Social media users have gotten hooked to filters on Snapchat and Instagram a bit too much as a sudden rise has been seen among people opting for plastic surgery to look like their ‘filters’.
The filters on such social media sites were meant as a way of fun, but they also set up standards of unrealistic beauty, triggering people to ask plastic surgeons to make them look life their Snapchat filters and edited versions, a syndrome that is now being called ‘Snapchat dysmorphia’.
Three Boston University researchers found out that Snapchat and Instagram filters were ‘altering people’s perception of beauty worldwide’. The researchers noted this emerging phenomenon and realized that plastic surgeons patients not want themselves to look like their filtered selfies with ‘fuller lips, bigger eyes, or a thinner nose’.
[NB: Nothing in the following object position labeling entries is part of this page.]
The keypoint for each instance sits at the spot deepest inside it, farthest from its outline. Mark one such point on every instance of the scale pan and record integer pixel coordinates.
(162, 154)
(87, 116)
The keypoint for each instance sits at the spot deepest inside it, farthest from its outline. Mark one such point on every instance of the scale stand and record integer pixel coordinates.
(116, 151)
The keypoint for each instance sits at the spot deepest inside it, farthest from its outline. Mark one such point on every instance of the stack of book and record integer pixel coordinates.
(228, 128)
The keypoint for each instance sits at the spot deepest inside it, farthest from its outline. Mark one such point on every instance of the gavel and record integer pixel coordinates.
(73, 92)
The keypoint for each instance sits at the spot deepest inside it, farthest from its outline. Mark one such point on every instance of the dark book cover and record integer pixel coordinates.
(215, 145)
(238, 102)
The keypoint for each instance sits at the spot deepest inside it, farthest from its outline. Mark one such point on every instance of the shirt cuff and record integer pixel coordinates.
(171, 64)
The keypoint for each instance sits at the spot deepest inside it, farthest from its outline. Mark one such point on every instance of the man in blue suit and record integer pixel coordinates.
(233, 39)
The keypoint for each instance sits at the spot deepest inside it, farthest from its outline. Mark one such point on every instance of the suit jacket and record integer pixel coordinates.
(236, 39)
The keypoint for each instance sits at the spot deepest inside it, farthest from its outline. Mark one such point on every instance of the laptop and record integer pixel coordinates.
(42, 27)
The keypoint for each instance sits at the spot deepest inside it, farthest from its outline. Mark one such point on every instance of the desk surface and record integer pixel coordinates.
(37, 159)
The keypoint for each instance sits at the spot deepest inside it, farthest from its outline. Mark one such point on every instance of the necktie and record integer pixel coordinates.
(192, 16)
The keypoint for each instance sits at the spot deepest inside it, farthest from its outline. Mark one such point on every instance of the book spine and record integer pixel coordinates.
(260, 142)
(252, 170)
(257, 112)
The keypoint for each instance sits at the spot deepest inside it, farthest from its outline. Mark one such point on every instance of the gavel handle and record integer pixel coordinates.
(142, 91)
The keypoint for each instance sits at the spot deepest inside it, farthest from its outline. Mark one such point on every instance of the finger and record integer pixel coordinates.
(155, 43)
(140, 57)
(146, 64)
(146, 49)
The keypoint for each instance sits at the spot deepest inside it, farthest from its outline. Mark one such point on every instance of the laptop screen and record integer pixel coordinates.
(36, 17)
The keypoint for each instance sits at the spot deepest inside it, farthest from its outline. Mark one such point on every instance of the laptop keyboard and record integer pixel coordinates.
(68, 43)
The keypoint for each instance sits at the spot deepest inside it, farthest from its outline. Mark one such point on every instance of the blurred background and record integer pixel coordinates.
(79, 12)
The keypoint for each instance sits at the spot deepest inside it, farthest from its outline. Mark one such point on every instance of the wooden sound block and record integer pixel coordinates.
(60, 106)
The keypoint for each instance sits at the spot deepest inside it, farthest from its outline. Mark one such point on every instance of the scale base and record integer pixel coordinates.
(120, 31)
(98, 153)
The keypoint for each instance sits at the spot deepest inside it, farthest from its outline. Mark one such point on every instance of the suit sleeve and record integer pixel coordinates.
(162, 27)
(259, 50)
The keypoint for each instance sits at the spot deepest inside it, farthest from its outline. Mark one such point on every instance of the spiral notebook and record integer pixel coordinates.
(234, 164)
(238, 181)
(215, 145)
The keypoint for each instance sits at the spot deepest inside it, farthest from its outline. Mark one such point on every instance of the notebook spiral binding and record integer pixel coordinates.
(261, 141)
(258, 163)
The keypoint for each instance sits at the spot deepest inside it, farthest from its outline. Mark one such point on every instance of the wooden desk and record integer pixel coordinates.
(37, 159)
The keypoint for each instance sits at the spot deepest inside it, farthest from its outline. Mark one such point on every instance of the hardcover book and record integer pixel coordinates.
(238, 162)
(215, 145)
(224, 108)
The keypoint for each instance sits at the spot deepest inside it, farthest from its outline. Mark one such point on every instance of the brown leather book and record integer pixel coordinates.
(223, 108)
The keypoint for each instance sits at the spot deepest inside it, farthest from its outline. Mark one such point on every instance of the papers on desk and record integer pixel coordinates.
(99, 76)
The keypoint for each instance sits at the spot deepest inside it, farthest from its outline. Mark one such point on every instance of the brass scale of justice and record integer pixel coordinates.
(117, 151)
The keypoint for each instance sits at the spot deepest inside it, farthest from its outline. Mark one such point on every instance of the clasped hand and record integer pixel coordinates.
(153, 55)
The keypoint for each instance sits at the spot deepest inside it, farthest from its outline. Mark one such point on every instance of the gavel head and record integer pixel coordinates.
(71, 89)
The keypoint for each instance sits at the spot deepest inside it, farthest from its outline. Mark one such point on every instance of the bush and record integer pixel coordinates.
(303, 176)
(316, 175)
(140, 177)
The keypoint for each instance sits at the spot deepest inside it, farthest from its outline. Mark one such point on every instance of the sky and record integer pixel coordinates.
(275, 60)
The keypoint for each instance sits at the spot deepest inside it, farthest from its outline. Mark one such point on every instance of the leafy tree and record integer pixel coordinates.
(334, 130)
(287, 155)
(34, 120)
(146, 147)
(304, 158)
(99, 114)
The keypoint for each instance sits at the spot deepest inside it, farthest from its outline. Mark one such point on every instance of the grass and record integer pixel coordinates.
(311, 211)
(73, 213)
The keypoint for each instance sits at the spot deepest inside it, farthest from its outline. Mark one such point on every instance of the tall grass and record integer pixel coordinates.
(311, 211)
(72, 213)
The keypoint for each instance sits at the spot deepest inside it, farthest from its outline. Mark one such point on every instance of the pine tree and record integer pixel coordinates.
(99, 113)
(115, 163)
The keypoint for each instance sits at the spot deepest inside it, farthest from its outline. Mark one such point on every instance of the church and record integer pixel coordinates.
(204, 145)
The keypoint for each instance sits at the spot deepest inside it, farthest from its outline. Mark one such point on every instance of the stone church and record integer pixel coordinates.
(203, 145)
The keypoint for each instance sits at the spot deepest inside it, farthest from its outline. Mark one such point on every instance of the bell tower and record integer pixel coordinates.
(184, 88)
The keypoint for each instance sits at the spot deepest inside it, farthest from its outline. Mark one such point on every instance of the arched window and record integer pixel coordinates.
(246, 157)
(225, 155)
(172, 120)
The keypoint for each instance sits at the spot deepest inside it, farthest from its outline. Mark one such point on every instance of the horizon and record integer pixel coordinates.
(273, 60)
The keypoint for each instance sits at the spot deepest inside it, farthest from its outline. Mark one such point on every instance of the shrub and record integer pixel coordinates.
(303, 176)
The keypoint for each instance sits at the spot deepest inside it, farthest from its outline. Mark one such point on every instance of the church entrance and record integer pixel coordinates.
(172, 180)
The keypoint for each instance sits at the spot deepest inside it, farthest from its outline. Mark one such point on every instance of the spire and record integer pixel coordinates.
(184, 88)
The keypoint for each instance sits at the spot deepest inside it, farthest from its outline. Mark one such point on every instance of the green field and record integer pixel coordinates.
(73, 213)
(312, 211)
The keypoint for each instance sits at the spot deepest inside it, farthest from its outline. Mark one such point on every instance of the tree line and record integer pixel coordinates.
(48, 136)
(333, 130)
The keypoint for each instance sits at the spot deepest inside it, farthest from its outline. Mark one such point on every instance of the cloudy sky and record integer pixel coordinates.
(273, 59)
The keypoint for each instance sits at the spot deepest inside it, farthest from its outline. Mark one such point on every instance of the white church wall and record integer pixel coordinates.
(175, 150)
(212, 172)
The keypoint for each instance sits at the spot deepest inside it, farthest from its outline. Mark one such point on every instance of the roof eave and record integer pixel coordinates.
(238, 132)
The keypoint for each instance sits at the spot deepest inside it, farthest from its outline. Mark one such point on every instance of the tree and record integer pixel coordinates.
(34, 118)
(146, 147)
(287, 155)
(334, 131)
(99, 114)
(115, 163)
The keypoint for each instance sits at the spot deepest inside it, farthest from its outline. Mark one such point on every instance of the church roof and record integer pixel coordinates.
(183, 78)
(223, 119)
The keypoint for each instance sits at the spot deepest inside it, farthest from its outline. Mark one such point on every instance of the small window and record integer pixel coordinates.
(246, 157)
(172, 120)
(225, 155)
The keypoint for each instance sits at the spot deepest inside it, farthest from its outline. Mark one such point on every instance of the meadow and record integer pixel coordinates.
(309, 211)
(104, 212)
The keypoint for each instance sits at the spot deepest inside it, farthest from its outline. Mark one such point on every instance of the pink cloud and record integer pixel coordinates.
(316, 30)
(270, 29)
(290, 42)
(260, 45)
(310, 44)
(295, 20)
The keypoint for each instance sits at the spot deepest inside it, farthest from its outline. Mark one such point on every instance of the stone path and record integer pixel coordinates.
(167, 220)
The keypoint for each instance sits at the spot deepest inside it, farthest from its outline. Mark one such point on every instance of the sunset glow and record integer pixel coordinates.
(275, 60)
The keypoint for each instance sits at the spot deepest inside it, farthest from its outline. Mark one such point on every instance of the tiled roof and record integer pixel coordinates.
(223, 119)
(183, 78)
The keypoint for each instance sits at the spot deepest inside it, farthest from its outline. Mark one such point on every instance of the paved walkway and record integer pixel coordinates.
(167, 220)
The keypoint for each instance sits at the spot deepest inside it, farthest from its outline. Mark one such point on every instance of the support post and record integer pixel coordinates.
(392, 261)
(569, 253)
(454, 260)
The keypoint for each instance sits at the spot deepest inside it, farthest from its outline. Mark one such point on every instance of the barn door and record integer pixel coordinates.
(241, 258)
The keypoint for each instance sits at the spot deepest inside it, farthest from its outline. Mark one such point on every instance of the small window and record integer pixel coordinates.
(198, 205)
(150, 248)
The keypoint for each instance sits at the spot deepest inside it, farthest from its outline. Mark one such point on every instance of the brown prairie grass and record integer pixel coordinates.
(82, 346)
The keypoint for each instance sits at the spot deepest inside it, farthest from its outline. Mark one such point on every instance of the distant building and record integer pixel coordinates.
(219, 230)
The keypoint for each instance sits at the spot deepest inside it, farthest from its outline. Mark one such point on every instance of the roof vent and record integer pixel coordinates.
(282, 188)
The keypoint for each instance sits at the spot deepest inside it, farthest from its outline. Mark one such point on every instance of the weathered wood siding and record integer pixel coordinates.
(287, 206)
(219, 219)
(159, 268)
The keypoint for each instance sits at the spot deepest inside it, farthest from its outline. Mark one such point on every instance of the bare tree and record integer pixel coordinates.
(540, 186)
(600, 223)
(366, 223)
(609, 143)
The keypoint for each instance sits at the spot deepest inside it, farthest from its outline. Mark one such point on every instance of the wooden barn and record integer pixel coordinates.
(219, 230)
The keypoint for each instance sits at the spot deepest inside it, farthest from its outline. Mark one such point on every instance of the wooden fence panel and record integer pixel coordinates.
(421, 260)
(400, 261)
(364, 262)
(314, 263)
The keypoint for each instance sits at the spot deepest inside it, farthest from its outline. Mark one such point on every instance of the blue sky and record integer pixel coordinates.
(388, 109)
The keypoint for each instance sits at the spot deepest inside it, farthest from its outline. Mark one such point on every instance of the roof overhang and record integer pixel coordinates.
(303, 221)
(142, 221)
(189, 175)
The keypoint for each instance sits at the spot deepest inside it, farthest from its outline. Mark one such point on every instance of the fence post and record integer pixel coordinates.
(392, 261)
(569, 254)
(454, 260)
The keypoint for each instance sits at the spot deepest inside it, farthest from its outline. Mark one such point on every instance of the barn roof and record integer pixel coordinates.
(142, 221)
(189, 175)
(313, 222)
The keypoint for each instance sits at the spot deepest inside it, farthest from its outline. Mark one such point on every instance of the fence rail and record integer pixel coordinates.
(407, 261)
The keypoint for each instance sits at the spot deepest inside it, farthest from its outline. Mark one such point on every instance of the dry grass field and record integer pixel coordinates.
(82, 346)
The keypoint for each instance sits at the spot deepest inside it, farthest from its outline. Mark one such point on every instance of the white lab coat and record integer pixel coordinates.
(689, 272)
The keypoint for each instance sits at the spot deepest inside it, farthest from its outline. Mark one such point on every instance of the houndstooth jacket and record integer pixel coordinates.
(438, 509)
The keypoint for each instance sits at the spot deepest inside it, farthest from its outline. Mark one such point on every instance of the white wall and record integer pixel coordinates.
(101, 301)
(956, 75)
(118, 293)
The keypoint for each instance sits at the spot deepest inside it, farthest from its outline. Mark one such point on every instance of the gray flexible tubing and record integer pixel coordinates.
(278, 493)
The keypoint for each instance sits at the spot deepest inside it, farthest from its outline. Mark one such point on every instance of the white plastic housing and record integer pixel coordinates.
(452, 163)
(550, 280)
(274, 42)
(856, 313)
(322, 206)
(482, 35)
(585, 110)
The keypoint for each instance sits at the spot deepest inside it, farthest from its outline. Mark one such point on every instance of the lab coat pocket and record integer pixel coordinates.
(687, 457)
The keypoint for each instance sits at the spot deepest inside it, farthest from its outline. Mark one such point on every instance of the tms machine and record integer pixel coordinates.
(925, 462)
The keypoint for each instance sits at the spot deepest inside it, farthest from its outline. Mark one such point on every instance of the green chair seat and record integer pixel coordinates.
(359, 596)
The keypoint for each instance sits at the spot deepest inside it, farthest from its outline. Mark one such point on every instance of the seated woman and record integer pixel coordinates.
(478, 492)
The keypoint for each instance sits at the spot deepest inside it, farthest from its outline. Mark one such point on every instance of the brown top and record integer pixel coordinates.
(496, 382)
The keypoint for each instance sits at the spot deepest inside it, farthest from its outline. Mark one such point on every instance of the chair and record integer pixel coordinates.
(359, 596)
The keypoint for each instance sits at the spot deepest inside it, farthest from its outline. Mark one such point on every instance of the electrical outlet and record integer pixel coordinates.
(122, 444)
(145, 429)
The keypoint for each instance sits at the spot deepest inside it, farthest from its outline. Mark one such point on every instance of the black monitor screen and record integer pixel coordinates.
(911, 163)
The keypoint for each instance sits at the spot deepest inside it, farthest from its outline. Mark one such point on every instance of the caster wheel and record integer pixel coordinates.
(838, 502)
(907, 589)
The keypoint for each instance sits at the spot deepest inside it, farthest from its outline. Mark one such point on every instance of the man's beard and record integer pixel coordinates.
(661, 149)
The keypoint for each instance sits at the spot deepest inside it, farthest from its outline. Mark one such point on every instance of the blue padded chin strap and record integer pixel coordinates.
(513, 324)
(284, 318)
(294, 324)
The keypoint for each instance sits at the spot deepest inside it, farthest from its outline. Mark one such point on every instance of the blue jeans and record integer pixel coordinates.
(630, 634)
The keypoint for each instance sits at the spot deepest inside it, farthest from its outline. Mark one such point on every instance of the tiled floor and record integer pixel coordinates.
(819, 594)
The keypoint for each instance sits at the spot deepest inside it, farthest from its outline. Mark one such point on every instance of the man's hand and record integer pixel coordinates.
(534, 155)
The researchers wrote, “This is an alarming trend because those filtered selfies often present an unattainable look and are blurring the line of reality and fantasy for these patients. It is known that the angle and close distance at which selfies are taken may distort facial dimensions and lead to dissatisfaction. Patients may seek surgery hoping to look better in selfies and social media.”
Snapchat dysmorphia is a version of Body Dysmorphic Disorder (BDD), a mental condition causing people to become obsessive about their appearance and body image, a condition which has even resulted in suicides.
As per The Washington post, in a 2017 survey by the American Academy of Facial Plastic and Reconstructive Surgery, it was found that 55% of surgeons reported seeing patients who sought surgery to improve how they looked in their selfies, a 13% rise from 2016.
The researchers pointed out that the availability of these filters and self-editing is a growing issue most probably to contribute to increase in body issues among youth, reported Business Insider.
Co-author Neelam Vashi said that social media is causing society to become ‘more and more preoccupied, obsessed with what we look like’. “It can bring feelings of sadness and then if one really develops this disorder, that sadness clearly progresses to something that can be dangerous and alarming.”
“Today, with apps like Snapchat and Facetune, one can alter his or her appearance in an instant and conform to an unrealistic and often unattainable standard of beauty. Now, it is not just celebrities propagating beauty standards: it is a classmate, a coworker, or a friend.”